Let’s repeat the simulations but with administrative censoring driven by a trial recruitment process that is uniform and lasts one year, plus a total trial duration of three years…

## function to simulate data from one trial,
## fit Cox model, and estimate adjusted hazard
## ratio (treatment effect, beta_1)
sim_one_trial_with_censoring <- function(n, beta_0 = -4, beta_2 = -0.15,
                                         trial_duration = 3e-06, rec_duration = 1e-06){

  z_1 <- rep(c("c", "e"), each = n)
  z_2 <- rnorm(2 * n, mean = 50, sd = 10)
  t_c_e <- exp(rnorm(2 * n, mean = beta_0 + beta_2 * z_2))
  rec <- runif(2 * n, 0, rec_duration)
  events <- rec + t_c_e < trial_duration
  t_c_e[events == 0] <- (trial_duration - rec)[events == 0]

  fit <- coxph(Surv(t_c_e, events) ~  z_1 + z_2)
  
  z <- summary(fit)$coef[1, "z"]

}

Firstly for the original (extreme) example…

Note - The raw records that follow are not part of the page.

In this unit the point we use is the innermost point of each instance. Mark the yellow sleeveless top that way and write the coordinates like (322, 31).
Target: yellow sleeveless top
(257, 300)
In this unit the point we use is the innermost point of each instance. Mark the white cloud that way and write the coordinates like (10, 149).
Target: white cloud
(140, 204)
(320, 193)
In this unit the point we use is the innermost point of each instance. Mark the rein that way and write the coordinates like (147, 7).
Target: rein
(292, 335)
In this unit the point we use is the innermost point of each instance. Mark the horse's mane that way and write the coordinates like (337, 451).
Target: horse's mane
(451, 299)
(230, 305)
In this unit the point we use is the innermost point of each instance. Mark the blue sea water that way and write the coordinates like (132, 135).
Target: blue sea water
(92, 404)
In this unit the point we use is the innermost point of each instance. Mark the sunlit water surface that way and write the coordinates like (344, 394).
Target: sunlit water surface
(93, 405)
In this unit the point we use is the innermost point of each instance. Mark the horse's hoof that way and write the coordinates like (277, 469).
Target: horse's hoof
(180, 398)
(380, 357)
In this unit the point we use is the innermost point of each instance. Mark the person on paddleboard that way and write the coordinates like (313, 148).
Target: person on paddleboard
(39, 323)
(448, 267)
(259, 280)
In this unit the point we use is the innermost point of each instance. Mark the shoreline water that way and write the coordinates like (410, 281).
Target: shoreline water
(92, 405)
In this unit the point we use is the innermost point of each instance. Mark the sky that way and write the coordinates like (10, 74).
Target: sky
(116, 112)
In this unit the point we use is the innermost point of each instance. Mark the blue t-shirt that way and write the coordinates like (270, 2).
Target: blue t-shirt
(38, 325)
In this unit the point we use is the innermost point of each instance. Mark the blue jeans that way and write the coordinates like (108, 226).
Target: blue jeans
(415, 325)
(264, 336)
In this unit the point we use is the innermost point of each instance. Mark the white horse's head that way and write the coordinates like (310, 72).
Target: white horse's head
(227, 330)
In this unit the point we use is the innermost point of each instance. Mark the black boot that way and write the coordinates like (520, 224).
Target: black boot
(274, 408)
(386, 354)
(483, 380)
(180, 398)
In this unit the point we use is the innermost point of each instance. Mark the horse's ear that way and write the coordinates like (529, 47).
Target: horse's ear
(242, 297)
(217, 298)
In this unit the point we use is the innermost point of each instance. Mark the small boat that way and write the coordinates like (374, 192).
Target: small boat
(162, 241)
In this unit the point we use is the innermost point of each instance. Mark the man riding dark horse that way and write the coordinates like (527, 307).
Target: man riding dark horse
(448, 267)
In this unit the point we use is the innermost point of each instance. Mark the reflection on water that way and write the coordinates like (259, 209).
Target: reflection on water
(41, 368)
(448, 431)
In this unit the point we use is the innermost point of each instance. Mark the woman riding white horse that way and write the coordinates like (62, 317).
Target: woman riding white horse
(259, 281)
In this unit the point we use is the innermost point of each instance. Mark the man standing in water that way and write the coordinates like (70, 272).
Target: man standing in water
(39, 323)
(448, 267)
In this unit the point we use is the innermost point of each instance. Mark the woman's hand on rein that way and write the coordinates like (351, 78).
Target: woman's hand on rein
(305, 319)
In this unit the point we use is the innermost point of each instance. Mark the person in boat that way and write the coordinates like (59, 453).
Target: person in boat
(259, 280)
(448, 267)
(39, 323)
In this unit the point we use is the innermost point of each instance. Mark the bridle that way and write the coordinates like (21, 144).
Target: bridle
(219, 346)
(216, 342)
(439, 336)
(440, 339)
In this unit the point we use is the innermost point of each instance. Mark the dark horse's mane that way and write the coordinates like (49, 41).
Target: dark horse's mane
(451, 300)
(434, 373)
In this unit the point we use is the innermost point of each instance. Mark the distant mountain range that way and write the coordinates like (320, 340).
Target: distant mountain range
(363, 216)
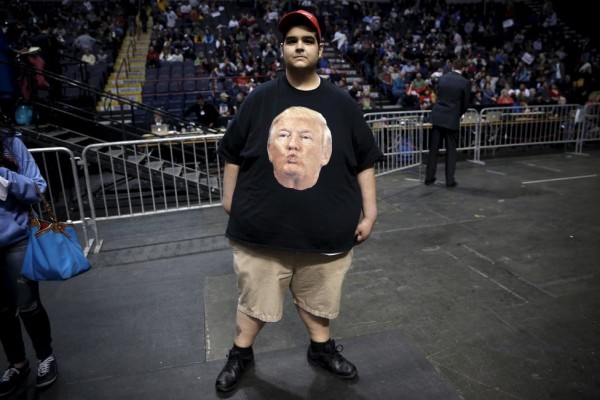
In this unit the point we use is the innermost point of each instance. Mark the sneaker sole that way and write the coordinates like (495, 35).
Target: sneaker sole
(25, 374)
(46, 384)
(222, 389)
(343, 377)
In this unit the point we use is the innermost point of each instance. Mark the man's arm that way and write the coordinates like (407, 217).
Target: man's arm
(229, 180)
(368, 191)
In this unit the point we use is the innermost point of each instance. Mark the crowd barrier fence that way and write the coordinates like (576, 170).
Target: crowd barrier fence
(183, 171)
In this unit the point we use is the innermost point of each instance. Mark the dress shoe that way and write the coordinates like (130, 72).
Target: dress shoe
(233, 370)
(331, 360)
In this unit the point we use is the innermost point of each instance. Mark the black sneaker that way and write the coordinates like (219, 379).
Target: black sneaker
(233, 370)
(12, 377)
(47, 372)
(333, 361)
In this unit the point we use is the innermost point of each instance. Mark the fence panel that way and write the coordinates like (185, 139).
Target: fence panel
(58, 166)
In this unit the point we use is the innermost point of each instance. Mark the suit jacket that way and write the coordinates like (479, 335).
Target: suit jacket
(453, 98)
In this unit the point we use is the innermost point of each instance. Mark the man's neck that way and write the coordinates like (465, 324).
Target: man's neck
(303, 81)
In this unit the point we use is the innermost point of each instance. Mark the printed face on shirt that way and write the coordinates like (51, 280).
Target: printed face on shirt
(299, 145)
(301, 49)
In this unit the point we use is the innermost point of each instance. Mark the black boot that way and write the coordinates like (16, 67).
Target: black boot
(238, 362)
(331, 359)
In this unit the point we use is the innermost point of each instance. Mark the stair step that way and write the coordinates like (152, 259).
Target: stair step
(114, 152)
(136, 158)
(173, 170)
(76, 139)
(55, 133)
(191, 176)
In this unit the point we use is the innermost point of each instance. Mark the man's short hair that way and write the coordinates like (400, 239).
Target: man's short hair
(296, 18)
(459, 64)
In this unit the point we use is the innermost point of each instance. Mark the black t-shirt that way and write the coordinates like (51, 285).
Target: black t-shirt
(320, 219)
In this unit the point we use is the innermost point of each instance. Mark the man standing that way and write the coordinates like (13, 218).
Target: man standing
(453, 98)
(206, 114)
(284, 237)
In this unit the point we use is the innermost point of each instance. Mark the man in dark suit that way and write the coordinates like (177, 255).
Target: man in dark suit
(453, 98)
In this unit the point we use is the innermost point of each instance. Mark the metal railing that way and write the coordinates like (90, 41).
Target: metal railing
(58, 165)
(183, 171)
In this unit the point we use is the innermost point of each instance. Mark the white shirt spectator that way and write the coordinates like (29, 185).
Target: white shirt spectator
(171, 18)
(233, 23)
(340, 38)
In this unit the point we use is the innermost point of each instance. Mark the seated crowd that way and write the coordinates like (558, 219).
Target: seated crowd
(516, 54)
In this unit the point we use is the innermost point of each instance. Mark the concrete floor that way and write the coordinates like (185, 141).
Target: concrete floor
(489, 290)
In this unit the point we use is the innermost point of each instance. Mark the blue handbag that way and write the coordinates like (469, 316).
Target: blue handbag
(53, 252)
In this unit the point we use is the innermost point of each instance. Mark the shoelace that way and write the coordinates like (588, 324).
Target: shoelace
(9, 373)
(44, 366)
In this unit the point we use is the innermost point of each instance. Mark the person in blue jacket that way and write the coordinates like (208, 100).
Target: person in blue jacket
(19, 297)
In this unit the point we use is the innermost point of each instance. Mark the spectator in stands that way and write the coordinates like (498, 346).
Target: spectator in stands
(356, 90)
(143, 16)
(224, 105)
(84, 41)
(505, 98)
(399, 88)
(175, 55)
(206, 114)
(88, 57)
(158, 118)
(237, 102)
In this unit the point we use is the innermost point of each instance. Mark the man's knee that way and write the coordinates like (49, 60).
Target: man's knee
(28, 309)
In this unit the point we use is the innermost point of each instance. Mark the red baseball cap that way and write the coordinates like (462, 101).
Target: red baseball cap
(299, 17)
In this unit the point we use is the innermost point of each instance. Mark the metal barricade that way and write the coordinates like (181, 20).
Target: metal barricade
(140, 177)
(526, 126)
(586, 125)
(58, 166)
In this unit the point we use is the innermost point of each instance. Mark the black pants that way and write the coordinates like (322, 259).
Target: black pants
(436, 135)
(20, 301)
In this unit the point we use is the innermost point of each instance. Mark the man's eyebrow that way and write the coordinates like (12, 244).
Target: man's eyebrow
(305, 37)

## simulate 1000 trials, with n = 200 per arm
res <- purrr::map_dbl(rep(200, 10000), sim_one_trial_with_censoring)

## estimate type I error rate
mean(res < qnorm(0.025))

[1] 0.0461

and then for the slightly more realistic one…

## simulate 1000 trials, with n = 200 per arm

res <- purrr::map_dbl(rep(200, 10000), sim_one_trial_with_censoring,
                beta_0 = -4 - 0.075 * 50,
                      beta_2 = -0.15 + 0.075)

## estimate type I error rate
mean(res < qnorm(0.025))

[1] 0.0287

Conclusions

My intuition before writing this blogpost was that I wouldn’t be too concerned about type 1 error inflation when fitting a Cox model with a continuous covariate entering as a simple linear term, even when that model is inevitably wrong.

Have I changed my mind? Not yet. I’m guessing, with enough effort, someone could produce a realistic-looking example where there is a considerable increase in Type 1 error. But, in my opinion, the example cited by the EMA in their letter doesn’t provide that (it’s no slam dunk, at least).